Iron & Wine puede compartir shows con Devendra Banhart o Stephen Merritt, el cantante de The Magnetic Fields; es una de las figuras más estables de la nueva escena folk –que abarca a exponentes europeos como José González–, y seguramente el menos raro de aquellos tildados de “freaks” (Andy Cabic, Joanna Newsom). Como todo artista con pasión y disciplina, tiene una obra abundante, que según la precisión con la que se escuche, pudo haber variado mucho o casi nada. Necesariamente, cuanto mejor empezaron a sonar los discos, cuantos más los involucrados en hacerlos, más lejana se volvió la música –o eso dicen las almas posesivas–. Kiss Each Other Clean (2011) y Ghost on Ghost (2013) crecieron en sofisticación sin llegar, por suerte, a una grandilocuencia a lo Andrew Bird. “The Desert Babler” ya es toda una balada pop reconocible, con coros y momentos tarareables, y “Joy” es como un jazz para niños o una canción de cuna para adultos: “En lo profundo del corazón de este hombre complicado hay un niñito tirando de tu mano”, arranca.

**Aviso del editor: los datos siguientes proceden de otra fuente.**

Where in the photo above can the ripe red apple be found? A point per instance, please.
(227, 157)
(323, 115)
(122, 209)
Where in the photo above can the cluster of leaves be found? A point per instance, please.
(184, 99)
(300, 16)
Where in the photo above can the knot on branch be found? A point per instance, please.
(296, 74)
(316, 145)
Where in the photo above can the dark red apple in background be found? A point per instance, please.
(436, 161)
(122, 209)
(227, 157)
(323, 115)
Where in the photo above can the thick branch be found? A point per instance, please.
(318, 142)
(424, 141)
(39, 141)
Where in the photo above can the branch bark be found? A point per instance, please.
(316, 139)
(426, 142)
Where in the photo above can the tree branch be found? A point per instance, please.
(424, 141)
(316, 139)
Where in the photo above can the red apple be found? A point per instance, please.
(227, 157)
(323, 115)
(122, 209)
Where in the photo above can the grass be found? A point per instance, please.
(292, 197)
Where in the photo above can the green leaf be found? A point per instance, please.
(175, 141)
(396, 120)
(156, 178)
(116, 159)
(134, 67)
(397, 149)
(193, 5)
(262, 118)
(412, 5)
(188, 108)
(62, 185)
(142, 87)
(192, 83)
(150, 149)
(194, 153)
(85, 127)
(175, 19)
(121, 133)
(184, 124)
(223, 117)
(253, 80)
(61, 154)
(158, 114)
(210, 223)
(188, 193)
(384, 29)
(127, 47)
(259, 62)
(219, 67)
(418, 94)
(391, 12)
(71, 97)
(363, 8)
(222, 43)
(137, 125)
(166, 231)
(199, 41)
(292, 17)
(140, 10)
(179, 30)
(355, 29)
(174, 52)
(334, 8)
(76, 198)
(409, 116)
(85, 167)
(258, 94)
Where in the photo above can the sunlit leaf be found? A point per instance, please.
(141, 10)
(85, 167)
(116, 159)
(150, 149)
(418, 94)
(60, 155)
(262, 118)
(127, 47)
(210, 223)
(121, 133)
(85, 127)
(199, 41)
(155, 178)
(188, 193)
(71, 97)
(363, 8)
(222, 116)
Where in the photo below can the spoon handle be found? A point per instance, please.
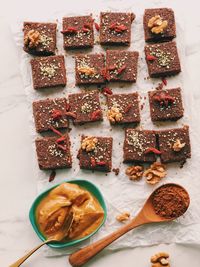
(85, 254)
(21, 260)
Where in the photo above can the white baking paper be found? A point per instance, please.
(120, 193)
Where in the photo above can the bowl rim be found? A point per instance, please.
(41, 195)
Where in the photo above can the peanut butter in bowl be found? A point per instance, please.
(55, 207)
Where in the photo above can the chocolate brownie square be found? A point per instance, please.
(89, 69)
(40, 38)
(121, 65)
(166, 104)
(50, 112)
(86, 107)
(95, 153)
(139, 146)
(123, 108)
(52, 153)
(115, 28)
(174, 145)
(159, 24)
(48, 72)
(78, 32)
(162, 59)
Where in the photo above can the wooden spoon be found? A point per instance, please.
(146, 215)
(66, 226)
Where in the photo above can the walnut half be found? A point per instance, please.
(32, 39)
(134, 172)
(157, 24)
(160, 259)
(177, 146)
(89, 143)
(114, 114)
(155, 173)
(123, 217)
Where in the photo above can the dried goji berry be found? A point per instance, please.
(107, 91)
(55, 131)
(127, 108)
(152, 150)
(93, 162)
(97, 27)
(56, 114)
(62, 147)
(70, 114)
(101, 163)
(164, 81)
(120, 28)
(120, 70)
(52, 175)
(69, 30)
(111, 67)
(61, 139)
(150, 58)
(67, 106)
(95, 115)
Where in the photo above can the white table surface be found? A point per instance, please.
(17, 183)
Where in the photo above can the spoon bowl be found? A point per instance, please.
(146, 215)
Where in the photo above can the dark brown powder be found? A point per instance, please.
(170, 201)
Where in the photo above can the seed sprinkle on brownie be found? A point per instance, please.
(86, 106)
(50, 112)
(48, 72)
(89, 69)
(121, 65)
(78, 32)
(53, 152)
(123, 108)
(166, 104)
(96, 153)
(140, 146)
(115, 28)
(162, 59)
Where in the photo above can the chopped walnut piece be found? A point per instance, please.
(155, 173)
(89, 143)
(114, 114)
(86, 70)
(135, 172)
(160, 259)
(32, 39)
(177, 146)
(157, 24)
(123, 217)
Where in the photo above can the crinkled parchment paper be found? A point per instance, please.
(120, 193)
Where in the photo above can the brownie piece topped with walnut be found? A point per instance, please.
(166, 104)
(174, 145)
(40, 38)
(86, 107)
(123, 108)
(48, 72)
(78, 32)
(53, 152)
(96, 153)
(115, 28)
(162, 59)
(121, 65)
(159, 24)
(140, 146)
(50, 112)
(89, 69)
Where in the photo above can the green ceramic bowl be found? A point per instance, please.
(83, 183)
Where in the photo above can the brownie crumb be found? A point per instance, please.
(116, 171)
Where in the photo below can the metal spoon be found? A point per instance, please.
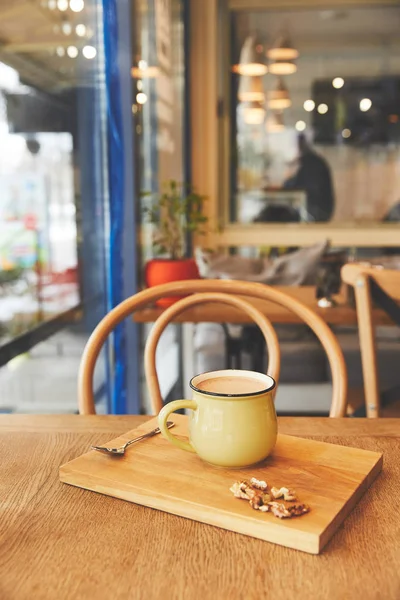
(121, 450)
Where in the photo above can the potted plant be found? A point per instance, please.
(176, 213)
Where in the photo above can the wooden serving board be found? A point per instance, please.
(154, 473)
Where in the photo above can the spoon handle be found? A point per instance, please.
(146, 435)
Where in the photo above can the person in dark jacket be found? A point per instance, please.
(314, 177)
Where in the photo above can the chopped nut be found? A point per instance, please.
(258, 485)
(279, 510)
(285, 512)
(298, 509)
(240, 488)
(255, 493)
(288, 495)
(256, 502)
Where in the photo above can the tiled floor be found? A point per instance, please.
(45, 379)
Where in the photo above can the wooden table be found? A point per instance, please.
(342, 314)
(60, 542)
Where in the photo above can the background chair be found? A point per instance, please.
(230, 289)
(362, 279)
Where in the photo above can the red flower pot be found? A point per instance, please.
(164, 270)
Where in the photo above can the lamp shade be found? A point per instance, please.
(253, 113)
(251, 61)
(275, 122)
(283, 49)
(144, 71)
(282, 67)
(251, 89)
(279, 98)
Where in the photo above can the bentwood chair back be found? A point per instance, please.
(235, 293)
(359, 277)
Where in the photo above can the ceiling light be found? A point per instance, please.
(66, 28)
(76, 5)
(141, 98)
(338, 82)
(251, 89)
(251, 59)
(279, 97)
(282, 50)
(322, 109)
(282, 67)
(62, 5)
(144, 71)
(254, 113)
(72, 51)
(80, 30)
(89, 52)
(309, 105)
(365, 104)
(275, 122)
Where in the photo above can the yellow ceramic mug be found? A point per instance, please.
(227, 429)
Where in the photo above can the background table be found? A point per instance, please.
(339, 315)
(342, 314)
(60, 542)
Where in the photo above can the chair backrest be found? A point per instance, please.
(358, 276)
(199, 286)
(271, 339)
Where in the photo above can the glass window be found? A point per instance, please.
(314, 107)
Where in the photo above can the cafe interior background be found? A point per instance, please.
(100, 102)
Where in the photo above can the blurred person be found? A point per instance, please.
(313, 175)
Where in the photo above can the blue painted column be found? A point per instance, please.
(122, 226)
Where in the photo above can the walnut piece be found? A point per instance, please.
(256, 494)
(288, 495)
(240, 490)
(256, 501)
(286, 512)
(258, 485)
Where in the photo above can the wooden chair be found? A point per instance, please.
(209, 290)
(359, 277)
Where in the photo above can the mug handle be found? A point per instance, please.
(162, 422)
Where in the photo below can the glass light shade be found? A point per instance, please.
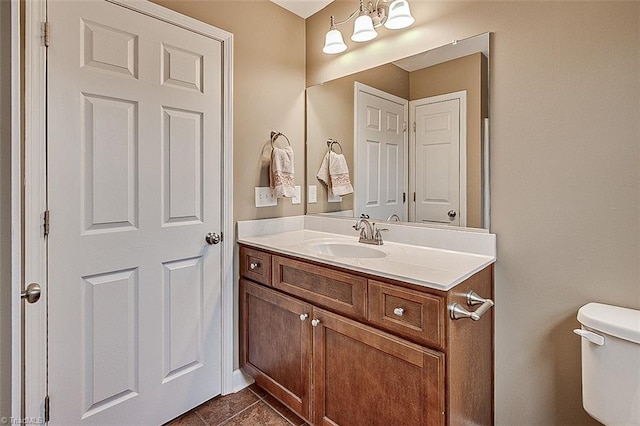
(363, 29)
(333, 42)
(399, 15)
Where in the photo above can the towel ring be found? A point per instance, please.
(276, 135)
(331, 142)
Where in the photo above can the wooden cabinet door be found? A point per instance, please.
(366, 377)
(275, 347)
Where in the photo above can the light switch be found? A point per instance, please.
(264, 197)
(333, 198)
(297, 198)
(312, 194)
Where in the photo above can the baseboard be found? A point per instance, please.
(240, 380)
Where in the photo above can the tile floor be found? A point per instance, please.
(249, 407)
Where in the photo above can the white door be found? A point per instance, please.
(134, 142)
(380, 150)
(437, 161)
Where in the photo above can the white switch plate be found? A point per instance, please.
(312, 194)
(333, 198)
(264, 197)
(297, 198)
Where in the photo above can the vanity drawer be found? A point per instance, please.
(255, 265)
(416, 315)
(342, 292)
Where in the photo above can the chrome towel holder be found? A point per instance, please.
(276, 135)
(457, 311)
(331, 142)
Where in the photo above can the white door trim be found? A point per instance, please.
(35, 203)
(16, 215)
(35, 187)
(462, 96)
(361, 87)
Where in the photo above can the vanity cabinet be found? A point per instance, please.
(343, 348)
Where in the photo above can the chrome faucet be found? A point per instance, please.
(369, 233)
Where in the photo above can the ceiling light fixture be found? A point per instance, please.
(394, 17)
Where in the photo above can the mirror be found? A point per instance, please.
(434, 171)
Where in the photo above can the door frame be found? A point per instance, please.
(462, 151)
(16, 213)
(34, 387)
(361, 87)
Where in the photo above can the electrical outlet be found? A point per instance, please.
(297, 198)
(312, 194)
(264, 197)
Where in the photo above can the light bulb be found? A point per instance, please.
(333, 42)
(363, 29)
(399, 15)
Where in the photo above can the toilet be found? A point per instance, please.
(610, 363)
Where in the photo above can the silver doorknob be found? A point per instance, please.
(32, 293)
(212, 238)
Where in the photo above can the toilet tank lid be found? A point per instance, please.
(613, 320)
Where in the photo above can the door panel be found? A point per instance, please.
(380, 178)
(276, 344)
(135, 113)
(437, 162)
(363, 376)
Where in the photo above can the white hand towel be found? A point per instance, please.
(334, 173)
(281, 172)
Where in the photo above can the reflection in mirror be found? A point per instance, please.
(413, 133)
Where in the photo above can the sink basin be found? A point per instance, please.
(345, 250)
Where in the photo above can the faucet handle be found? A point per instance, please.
(378, 236)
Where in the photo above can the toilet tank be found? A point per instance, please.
(610, 363)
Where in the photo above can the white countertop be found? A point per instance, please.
(435, 267)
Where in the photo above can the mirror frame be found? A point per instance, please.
(438, 55)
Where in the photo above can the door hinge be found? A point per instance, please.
(46, 409)
(46, 33)
(46, 223)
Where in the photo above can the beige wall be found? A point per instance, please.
(5, 209)
(268, 90)
(565, 183)
(461, 74)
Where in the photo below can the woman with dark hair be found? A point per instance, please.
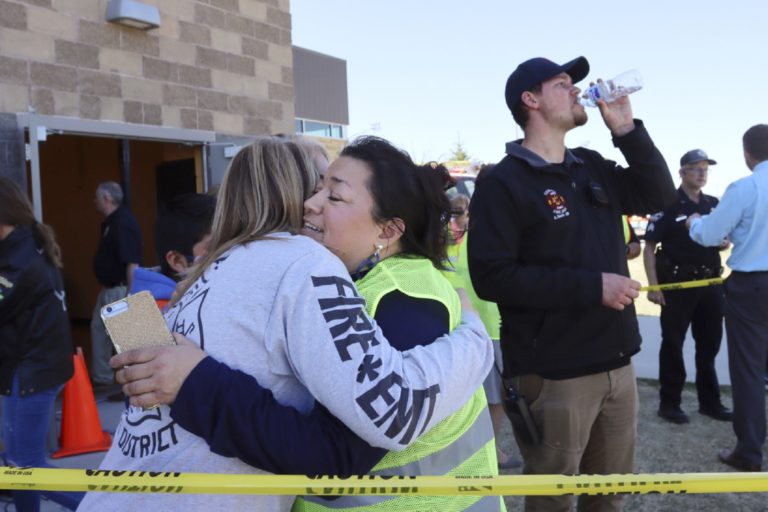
(36, 344)
(386, 219)
(280, 308)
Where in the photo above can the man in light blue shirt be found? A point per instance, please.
(741, 216)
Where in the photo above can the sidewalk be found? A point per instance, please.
(647, 361)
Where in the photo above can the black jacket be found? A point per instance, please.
(542, 235)
(35, 340)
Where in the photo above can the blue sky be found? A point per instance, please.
(426, 74)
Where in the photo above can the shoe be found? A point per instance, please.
(116, 397)
(510, 463)
(736, 461)
(719, 412)
(673, 414)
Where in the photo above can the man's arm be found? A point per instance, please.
(493, 252)
(646, 184)
(130, 269)
(711, 230)
(239, 418)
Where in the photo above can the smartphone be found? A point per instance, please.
(135, 322)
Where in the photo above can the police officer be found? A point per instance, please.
(681, 259)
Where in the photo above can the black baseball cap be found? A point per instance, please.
(532, 72)
(695, 155)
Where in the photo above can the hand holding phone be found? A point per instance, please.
(135, 322)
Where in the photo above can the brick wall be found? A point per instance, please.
(220, 65)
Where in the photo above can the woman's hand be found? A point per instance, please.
(154, 375)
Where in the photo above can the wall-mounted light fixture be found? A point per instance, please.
(133, 14)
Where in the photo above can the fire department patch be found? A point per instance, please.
(557, 202)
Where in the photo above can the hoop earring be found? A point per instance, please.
(368, 263)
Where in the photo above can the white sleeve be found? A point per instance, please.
(338, 352)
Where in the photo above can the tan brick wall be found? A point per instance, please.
(221, 65)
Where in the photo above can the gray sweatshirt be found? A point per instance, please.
(286, 311)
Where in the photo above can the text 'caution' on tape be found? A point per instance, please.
(506, 485)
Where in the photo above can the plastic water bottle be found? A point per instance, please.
(611, 90)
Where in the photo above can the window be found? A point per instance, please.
(318, 129)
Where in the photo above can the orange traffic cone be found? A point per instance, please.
(80, 426)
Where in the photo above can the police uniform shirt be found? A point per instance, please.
(674, 238)
(120, 245)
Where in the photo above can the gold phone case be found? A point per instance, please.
(135, 322)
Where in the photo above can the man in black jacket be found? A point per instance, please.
(117, 257)
(547, 246)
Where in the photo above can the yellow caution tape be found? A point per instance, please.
(506, 485)
(680, 286)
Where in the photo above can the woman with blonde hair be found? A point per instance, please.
(279, 307)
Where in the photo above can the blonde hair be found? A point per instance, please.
(262, 192)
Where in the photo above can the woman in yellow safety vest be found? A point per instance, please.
(386, 219)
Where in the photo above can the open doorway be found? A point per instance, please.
(71, 167)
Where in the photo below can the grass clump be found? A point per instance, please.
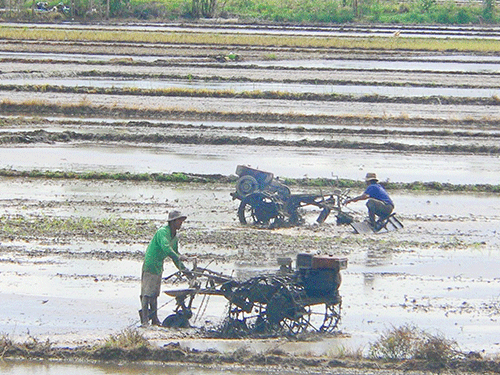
(126, 339)
(410, 343)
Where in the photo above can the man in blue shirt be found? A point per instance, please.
(379, 203)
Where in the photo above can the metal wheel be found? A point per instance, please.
(248, 303)
(259, 209)
(286, 311)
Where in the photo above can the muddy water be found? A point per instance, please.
(439, 273)
(288, 162)
(49, 368)
(356, 90)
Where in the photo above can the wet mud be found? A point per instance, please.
(71, 248)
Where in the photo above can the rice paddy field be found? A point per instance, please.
(104, 130)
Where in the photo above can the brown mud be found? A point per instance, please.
(80, 241)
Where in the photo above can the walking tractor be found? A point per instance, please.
(266, 201)
(289, 301)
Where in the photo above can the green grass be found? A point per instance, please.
(410, 343)
(383, 43)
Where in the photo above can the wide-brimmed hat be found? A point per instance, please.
(371, 177)
(174, 215)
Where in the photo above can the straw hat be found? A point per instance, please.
(174, 215)
(371, 177)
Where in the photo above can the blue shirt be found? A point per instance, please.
(377, 191)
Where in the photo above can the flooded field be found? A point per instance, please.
(71, 249)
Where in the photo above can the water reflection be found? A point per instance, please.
(8, 367)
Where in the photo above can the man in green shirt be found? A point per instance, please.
(164, 244)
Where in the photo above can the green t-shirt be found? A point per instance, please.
(161, 246)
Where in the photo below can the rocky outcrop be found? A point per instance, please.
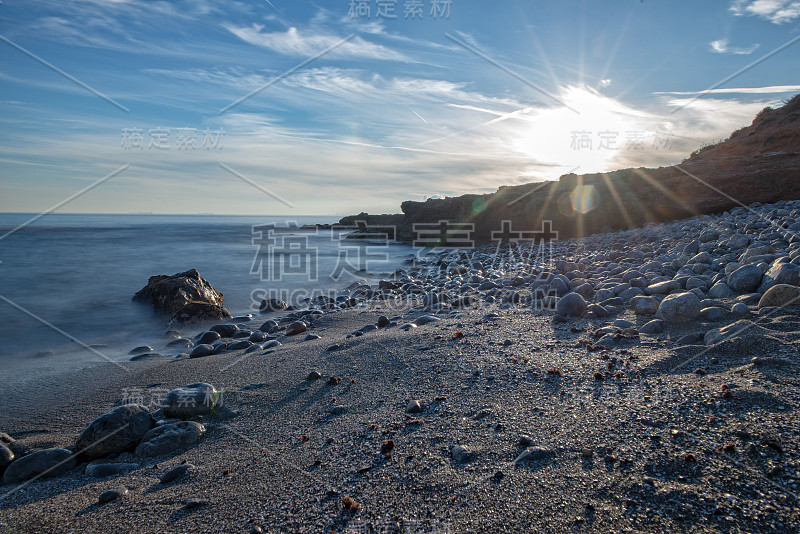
(758, 163)
(186, 296)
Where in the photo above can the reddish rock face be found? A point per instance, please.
(758, 163)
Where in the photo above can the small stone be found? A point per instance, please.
(297, 327)
(176, 472)
(534, 455)
(414, 406)
(44, 463)
(187, 401)
(103, 470)
(169, 438)
(202, 350)
(461, 455)
(112, 494)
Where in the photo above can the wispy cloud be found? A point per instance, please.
(770, 89)
(306, 43)
(720, 46)
(775, 11)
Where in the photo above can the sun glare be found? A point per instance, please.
(587, 139)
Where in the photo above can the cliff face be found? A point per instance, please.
(758, 163)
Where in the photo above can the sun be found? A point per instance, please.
(585, 134)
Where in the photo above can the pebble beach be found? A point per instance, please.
(636, 381)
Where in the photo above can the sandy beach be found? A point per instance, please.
(525, 423)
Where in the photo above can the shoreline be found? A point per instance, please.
(529, 419)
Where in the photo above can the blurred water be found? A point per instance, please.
(79, 272)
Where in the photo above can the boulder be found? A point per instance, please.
(679, 307)
(780, 295)
(644, 305)
(166, 439)
(170, 294)
(297, 327)
(199, 398)
(6, 457)
(44, 463)
(571, 304)
(745, 279)
(271, 305)
(782, 273)
(114, 432)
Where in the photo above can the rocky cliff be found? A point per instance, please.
(758, 163)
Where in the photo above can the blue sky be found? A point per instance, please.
(399, 108)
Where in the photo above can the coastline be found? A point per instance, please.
(511, 410)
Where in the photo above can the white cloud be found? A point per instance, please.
(720, 46)
(307, 43)
(770, 89)
(775, 11)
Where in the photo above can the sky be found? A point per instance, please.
(336, 107)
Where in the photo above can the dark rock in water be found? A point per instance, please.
(44, 463)
(114, 432)
(199, 398)
(113, 494)
(571, 304)
(176, 472)
(225, 330)
(297, 327)
(208, 337)
(180, 342)
(6, 457)
(103, 470)
(170, 294)
(169, 438)
(414, 406)
(150, 356)
(272, 305)
(268, 326)
(202, 350)
(199, 312)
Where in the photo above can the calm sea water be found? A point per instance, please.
(72, 276)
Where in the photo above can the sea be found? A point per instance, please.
(66, 280)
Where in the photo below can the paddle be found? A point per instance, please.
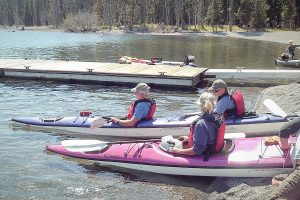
(96, 145)
(274, 108)
(98, 122)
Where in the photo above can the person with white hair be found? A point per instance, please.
(143, 108)
(203, 131)
(291, 49)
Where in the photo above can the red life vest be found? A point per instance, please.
(151, 110)
(239, 102)
(217, 147)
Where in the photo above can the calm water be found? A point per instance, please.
(209, 52)
(27, 172)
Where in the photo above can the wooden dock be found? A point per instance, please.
(241, 76)
(171, 76)
(107, 73)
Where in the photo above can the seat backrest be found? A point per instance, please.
(220, 138)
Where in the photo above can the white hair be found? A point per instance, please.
(206, 102)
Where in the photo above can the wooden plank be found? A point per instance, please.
(102, 72)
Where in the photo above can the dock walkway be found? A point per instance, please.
(111, 73)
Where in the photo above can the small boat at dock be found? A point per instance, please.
(288, 63)
(252, 125)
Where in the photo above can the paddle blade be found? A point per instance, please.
(83, 145)
(97, 123)
(274, 108)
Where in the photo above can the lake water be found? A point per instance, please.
(210, 52)
(28, 172)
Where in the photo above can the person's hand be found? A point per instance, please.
(183, 138)
(115, 120)
(174, 150)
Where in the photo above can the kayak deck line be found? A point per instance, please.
(241, 76)
(172, 76)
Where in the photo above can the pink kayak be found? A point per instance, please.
(242, 157)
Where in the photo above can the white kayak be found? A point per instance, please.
(254, 125)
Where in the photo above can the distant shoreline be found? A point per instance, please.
(271, 36)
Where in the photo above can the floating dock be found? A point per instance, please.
(251, 77)
(106, 73)
(160, 75)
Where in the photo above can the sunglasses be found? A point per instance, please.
(218, 90)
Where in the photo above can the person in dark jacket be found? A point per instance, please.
(203, 131)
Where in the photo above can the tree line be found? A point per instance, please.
(92, 15)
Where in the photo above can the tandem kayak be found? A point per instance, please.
(242, 157)
(288, 63)
(254, 125)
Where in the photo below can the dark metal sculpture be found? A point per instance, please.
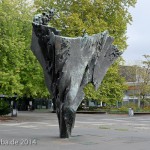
(69, 64)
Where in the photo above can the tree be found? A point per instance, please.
(112, 89)
(75, 18)
(143, 80)
(139, 76)
(20, 72)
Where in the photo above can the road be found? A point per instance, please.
(38, 131)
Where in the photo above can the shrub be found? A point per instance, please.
(4, 107)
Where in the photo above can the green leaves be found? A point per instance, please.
(20, 72)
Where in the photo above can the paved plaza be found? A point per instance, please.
(39, 131)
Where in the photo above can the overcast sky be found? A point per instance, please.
(138, 33)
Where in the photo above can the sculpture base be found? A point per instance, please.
(66, 118)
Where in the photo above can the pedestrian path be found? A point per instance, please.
(130, 122)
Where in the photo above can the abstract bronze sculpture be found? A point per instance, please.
(69, 64)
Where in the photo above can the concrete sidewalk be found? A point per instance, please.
(31, 130)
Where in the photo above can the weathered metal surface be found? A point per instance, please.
(69, 64)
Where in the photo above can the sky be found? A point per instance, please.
(138, 33)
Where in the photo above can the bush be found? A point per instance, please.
(4, 107)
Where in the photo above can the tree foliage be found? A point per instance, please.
(20, 73)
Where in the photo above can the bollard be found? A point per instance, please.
(131, 112)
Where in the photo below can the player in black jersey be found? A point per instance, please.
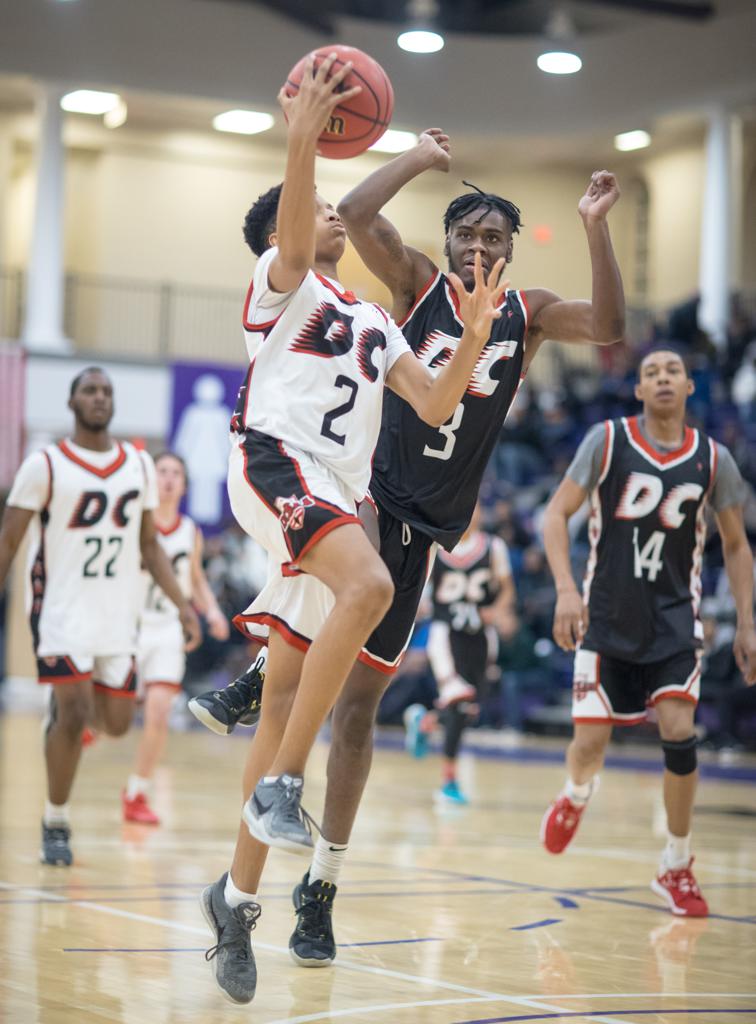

Este 2015 Iron & Wine firmó dos discos y trabajó en otro en colaboración con Jesca Hoop, cantautora californiana discípula de Tom Waits. Acaba de cerrar el tour de Sing into my Mouth, un álbum de covers que lanzó con Ben Bridwell, el cantante de Band of Horses –un trabajo menos llamativo por el resultado en sí que por demostrar que todo puede tener su costado folk (Talking Heads, Spiritualized, Sade, por ejemplo)–. Y presentó, con un sello propio dieciséis canciones que había descartado a fines de los ’90, cuando era profesor de facultad y una grabadora prestada le cambió la vida. El compilado Archive Series Volume No. 1 salió de esa grabadora, y allí, otra vez, Iron & Wine vuelve a sonar como Nick Drake, para las almas profundas. Después de hurgar en ese archivo Sam Beam se siente como quien lee su viejo diario íntimo y es capaz de entender quién era en ese momento y cuánto evolucionó. “Todo lo que te puedo contar es cómo pasábamos el tiempo. Los amigos se hacen de las formas más extrañas, y a la larga los voy a extrañar”, canta en “Everyone’s Summer of ’95”, lo primero que se conoció del disco amarillento que presentó en el Jerry Run, el teatro escondido de Virginia donde Iron & Wine suena tan lindo como un hogar a leña.
Iron & Wine repasa su discografía en formato íntimo el sábado 5 de septiembre en Niceto Club (Niceto Vega 5510, CABA). Entradas $ 350.